How to Apply
A cover letter is required for consideration for this position and should be attached as the first page of your resume. The cover letter should address your specific interest in the position and outline skills and experience that directly relate to this position.
Upload your cover letter and resume to the linked Dropbox as a single file.
Job Summary
The School of Information seeks two Instructional Aides (IAs) for SI 671/721: Data Mining: Methods and Applications, a graduate-level course with mostly masters and some doctoral students.
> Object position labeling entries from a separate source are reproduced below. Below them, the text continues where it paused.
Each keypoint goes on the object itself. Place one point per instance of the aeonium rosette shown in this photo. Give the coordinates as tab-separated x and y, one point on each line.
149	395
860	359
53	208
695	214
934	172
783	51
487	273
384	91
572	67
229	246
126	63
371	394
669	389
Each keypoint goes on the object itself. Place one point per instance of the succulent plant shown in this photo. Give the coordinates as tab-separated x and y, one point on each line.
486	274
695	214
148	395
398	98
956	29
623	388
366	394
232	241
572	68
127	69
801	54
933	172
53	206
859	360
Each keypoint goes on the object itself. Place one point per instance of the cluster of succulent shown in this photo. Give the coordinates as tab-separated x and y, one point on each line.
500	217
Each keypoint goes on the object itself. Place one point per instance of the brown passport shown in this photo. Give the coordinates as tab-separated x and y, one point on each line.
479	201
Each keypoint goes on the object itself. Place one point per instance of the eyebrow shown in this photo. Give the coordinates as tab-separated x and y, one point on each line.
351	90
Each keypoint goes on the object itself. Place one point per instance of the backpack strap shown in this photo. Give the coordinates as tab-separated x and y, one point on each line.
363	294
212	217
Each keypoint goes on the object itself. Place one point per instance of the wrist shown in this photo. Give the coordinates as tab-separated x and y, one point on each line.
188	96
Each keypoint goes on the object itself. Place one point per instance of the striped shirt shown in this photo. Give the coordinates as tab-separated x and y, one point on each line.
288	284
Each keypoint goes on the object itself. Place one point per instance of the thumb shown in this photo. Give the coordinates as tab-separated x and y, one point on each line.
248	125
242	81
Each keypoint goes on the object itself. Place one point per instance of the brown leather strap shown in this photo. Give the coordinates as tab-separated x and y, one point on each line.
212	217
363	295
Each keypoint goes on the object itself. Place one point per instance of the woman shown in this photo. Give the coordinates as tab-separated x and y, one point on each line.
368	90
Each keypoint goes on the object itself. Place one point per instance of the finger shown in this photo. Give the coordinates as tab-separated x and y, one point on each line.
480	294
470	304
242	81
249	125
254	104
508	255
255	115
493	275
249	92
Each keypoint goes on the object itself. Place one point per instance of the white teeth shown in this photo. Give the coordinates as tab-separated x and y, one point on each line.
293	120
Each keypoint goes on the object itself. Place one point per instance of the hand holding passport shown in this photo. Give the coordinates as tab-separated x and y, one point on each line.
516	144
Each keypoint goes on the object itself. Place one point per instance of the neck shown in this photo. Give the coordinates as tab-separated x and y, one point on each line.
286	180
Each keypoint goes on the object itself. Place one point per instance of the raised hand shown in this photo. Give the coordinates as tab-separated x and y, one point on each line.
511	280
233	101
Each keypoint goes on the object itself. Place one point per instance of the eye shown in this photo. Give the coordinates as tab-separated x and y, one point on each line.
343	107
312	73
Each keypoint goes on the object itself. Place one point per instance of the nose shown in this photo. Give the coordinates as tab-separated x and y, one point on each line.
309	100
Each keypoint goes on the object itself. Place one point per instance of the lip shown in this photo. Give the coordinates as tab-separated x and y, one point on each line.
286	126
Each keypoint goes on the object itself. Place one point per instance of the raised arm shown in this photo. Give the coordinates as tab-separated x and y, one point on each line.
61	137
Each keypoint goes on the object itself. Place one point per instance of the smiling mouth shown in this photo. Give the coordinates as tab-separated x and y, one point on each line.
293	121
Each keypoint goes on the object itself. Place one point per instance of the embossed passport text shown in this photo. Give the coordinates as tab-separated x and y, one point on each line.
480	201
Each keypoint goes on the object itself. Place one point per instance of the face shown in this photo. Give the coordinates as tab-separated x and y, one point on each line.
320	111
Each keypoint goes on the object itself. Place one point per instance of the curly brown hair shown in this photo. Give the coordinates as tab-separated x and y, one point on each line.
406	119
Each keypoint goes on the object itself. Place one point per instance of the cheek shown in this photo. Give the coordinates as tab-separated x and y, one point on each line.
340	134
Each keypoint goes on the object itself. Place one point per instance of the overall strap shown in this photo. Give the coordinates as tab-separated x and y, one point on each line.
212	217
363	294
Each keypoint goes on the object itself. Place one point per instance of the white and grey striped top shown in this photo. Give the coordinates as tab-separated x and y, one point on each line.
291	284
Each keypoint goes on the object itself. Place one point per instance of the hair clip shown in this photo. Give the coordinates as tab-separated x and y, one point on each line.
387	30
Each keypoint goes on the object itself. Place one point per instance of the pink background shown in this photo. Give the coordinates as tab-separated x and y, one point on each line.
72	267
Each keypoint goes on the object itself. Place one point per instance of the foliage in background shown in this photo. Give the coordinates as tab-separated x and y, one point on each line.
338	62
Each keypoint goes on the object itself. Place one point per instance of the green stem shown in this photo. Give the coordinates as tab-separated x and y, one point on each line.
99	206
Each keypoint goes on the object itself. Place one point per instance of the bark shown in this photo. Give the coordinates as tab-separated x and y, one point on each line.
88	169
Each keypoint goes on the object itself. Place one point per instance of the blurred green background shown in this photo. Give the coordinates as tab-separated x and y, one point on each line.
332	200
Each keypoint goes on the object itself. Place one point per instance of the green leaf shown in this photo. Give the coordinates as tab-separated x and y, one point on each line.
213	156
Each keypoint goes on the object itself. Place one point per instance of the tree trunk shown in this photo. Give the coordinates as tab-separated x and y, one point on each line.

IAs will lead weekly lab/discussion sections, prepare instructional materials, manage the course Canvas site, and grade programming assignments, quizzes, and exams. IAs will report to the course instructor, Prof. Paramveer Dhillon, and coordinate with one Graduate Student Instructor (GSI) to deliver course support. The course covers topics including mining itemsets, matrix data, sequences and text, time series, networks, streaming data, embedded representations, and causal inference using Python-based tools.
Course Details
SI 671/721 is a graduate-level course on advanced topics in data mining. The course provides an overview of recent research topics in the field of data mining, state-of-the-art methods to analyze different types of datasets, and their applications to real-world problems. The course emphasizes practical applications of data mining rather than the theoretical foundations of machine learning and statistical computing, and is suitable for students conducting research in data mining as well as those who apply data mining techniques in allied disciplines such as natural language processing, network science, human-computer interaction, economics, and business intelligence.
More information about this course can be found on U-M's Course Catalog via Wolverine Access.
Responsibilities*
- Lead weekly lab/discussion sections covering applied data mining topics such as itemset mining, matrix decomposition, network analysis, and time-series modeling.
- Prepare and organize instructional materials, including lab exercises, code demonstrations, and supplementary resources.
- Manage and maintain the course Canvas site, including posting assignments, lecture materials, and announcements.
- Grade programming assignments, quizzes, and midterm and final exams, and provide timely written feedback to students.
- Hold office hours as needed to support students with course content, programming assignments, and the final project.
- Coordinate with the instructor and GSI on course logistics, grading rubrics, and assignment scheduling.
Required Qualifications*
- Proficiency in Python and working familiarity with data science libraries such as NumPy, Pandas, Matplotlib, and Scikit-Learn.
- Completion of coursework in probability, statistics, and linear algebra, or equivalent demonstrated knowledge.
- Prior coursework or equivalent experience in data mining, machine learning, or statistical learning.
- Strong written and verbal communication skills, with the ability to explain technical concepts clearly to graduate students.
- Flexibility to work occasional hours outside the regular schedule to support grading deadlines and exam administration.
- Graduate students are not eligible to apply
Desired Qualifications*
- Prior experience as an instructional aide, grader, or tutor in a quantitative or computational course.
- Familiarity with Canvas or similar learning management systems.
- Exposure to topics covered in SI 671/721, such as network mining, time-series analysis, dimensionality reduction, or text mining.
Modes of Work
Positions that are eligible for hybrid or mobile/remote work mode are at the discretion of the hiring department. Work agreements are reviewed annually at a minimum and are subject to change at any time, and for any reason, throughout the course of employment. Learn more about the work modes.
Work Locations
School of Information, Leinweber Building, University of Michigan, Ann Arbor - This is an in-person position with an occasional need or flexibility for remote work. Hybrid work is possible and follows the UMSI Remote Work Policy and with supervisor approval. Remote work agreements are reviewed annually and are subject to change depending on our needs.
U-M EEO Statement
The University of Michigan is an equal employment opportunity employer.